Clinical Casebook of Couple Therapy PDF Author: Alan S. Gurman
Publisher: Guilford Press
ISBN: 1462509681
Category : Psychology
Languages : en
Pages : 466

Book Description
An ideal supplemental text, this instructive casebook presents in-depth illustrations of treatment based on the most important couple therapy models. An array of leading clinicians offer a window onto how they work with clients grappling with mild and more serious clinical concerns, including conflicts surrounding intimacy, sex, power, and communication; parenting issues; and mental illness. Featuring couples of varying ages, cultural backgrounds, and sexual orientations, the cases shed light on both what works and what doesn't work when treating intimate partners. Each candid case presentation includes engaging comments and discussion questions from the editor. See also Clinical Handbook of Couple Therapy, Fourth Edition, also edited by Alan S. Gurman, which provides an authoritative overview of theory and practice.

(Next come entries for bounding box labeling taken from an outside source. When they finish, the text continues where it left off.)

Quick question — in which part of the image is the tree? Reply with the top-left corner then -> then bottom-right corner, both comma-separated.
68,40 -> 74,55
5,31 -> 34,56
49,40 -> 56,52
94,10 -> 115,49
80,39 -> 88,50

A Roadmap for Couple Therapy

A Roadmap for Couple Therapy PDF Author: Arthur C. Nielsen
Publisher: Routledge
ISBN: 1136671331
Category : Psychology
Languages : en
Pages : 330

Book Description
A Roadmap for Couple Therapy offers a comprehensive, flexible, and user-friendly template for conducting couple therapy. Grounded in an in-depth review of the clinical and research literature, and drawing on the author’s 40-plus years of experience, it describes the three main approaches to conceptualizing couple distress and treatment—systemic, psychodynamic, and behavioral—and shows how they can be integrated into a model that draws on the best of each. Unlike multi-authored texts in which each chapter presents a distinct brand of couple therapy, this book simultaneously engages multiple viewpoints and synthesizes them into a coherent model. Covering fundamentals and advanced techniques, it speaks to both beginning therapists and experienced clinicians. Therapists will find A Roadmap for Couple Therapy an invaluable resource as they help distressed couples repair and revitalize their relationships.

Reconcilable Differences

Reconcilable Differences PDF Author: Andrew Christensen
Publisher: Guilford Press
ISBN: 1606238302
Category : Psychology
Languages : en
Pages : 356

Book Description
Every couple has arguments, but what happens when recurring battles begin to feel like full-scale war? Do you retreat in hurt and angry silence, hoping that a spouse who "just doesn't get it" will eventually see things your way? Spend the time between skirmishes gathering evidence that you're right? Demand some immediate changes--or else? Whether due to innate personality traits or emotional vulnerabilities, there are some aspects of our behavior that are difficult to alter. But these differences do not have to get in the way of healthy, happy, and long-lasting romance. This practical guide offers new solutions for couples frustrated by continual attempts to make each other change. Aided by thought-provoking exercises and lots of real-life examples, readers will learn why they keep having the same fights again and again; how to keep small incompatibilities from causing big problems; and how true acceptance can restore health to their relationships.

Integrative Solutions

Integrative Solutions PDF Author: Gerald R. Weeks
Publisher: Routledge
ISBN: 1135823952
Category : Psychology
Languages : en
Pages : 280

Book Description
First published in 1996. This books presents a problem-solving model of marriage and couples therapy called the Intersystem Model, which assesses and treats couples' problems from individual, interactional, and intergenerational perspectives. The authors address problems of commitment, intimacy, anger, and conflict, and the complexities relating to the treatment of depression: addictions and extramarital sexuality, marital adjustments to aging, and problems of inhibited sexual desire. They suggest techniques therapists can use to resolve problems that may occur in couples therapy and ways couple can move toward a higher level of functioning and personal growth.